About £180 million was spent on changes to operational PFI deals in 2006

1.7  Changes often involve two distinct types of expenditure which are paid in different ways. A capital element covers the up-front costs, for instance of purchasing and installing a new piece of equipment. Once installed, the equipment will then need to be maintained and, if needed, eventually replaced.

1.8  In practice, the capital element of nearly all changes is funded directly by public sector authorities through a lump sum or staged payments without altering the existing unitary charge for the original deal. Additional operating costs for changes are usually funded through an adjustment to the existing unitary charge, and this method of funding is also used for changes which have no capital element, such as improvements to cleaning services in a building.

2

Change is inevitable in long-term PFI projects, whether because of new policy initiatives or from changing local needs

Sector

Examples of policy change

Examples of localised change

Hospitals

Agenda for Change - updating the terms and conditions of NHS staff transferred to the private sector.

NHS Trust needs to change the cleaning and isolation regimes in response to infection control issues.

 

Payment by Results - hospitals may need to alter bed numbers to reflect changing demand.

Hospital staff request new data points and sockets for an office.

Schools

A move to electronic whiteboards requires new infrastructure.

Head teacher wants to reorganise a classroom or to introduce air conditioning.

 

Changing food standards for school dinners require different service responses.

CCTV cameras are needed to combat poor behaviour or vandalism.

Prisons

National Offender Management Service - integration of prisons and probation services leading to a change in service level requirements and key performance indicators in existing PFI contracts.

Existing prison buildings are extended to increase capacity in light of higher demand for prison spaces.

Roads

New road widening or traffic management scheme. 

New road surfacing standards.

Safety study indicates that the layout of a junction needs improving.

Changes to signs or safety fencing.

Social housing

Carbon emission policies require upgrading of insulation.

Installation of additional electricity sockets in existing houses.

Waste

Changes to statutory targets for recycling and composting.

Alterations to deal with expansion of local waste recycling.

Street lighting

Energy saving policies require changes to lighting units.

Accommodating advances in technology.

Adding Christmas decorations and advertising to lamp posts.

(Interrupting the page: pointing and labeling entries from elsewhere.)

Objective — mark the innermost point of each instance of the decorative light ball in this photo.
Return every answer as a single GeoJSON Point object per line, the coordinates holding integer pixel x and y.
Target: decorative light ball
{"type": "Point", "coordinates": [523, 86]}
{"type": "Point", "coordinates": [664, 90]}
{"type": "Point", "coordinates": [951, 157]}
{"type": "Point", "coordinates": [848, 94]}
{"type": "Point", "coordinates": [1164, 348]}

Source: National Audit Office survey 2007

 

1.9  Based on our survey of operational PFI projects with capital values of more than £20 million, we estimate that the total capital cost of changes made in 2006 was approximately £164 million and that first year maintenance and replacement costs totalled £14 million (Figure 3). To put these numbers in context, this level of change represents just over one per cent of the total of unitary charges paid to PFI contractors in 2006-07.

1.10  One in five projects responding to our survey stated that work requested as a change since they became operational had been considered for inclusion in the original deal. In just under a half of these cases, work was taken out of the original deals for reasons of affordability, including changes or additions to assets ranging in value from £70,000 to £17 million. It is likely, however, that these projects will have paid more to introduce this work after they were operational, partly because of a lack of competitive tension once the incumbent contractor was in place and partly because the original design may not have incorporated the extra work.

3

The capital and operating costs of changes made in 2006

 

Type

£ million

First year capital costs1

    9

First year change to on-going operating costs

   14

First year capital plus operating costs

   23

Unitary charges paid in 2006-07

2,140

Changes as a proportion of unitary charges

 1.1%

Source: National Audit Office survey 2007 and HM Treasury (2007)

NOTE

1  This is the sum of the capital cost of changes for each project divided by the remaining life of the contract.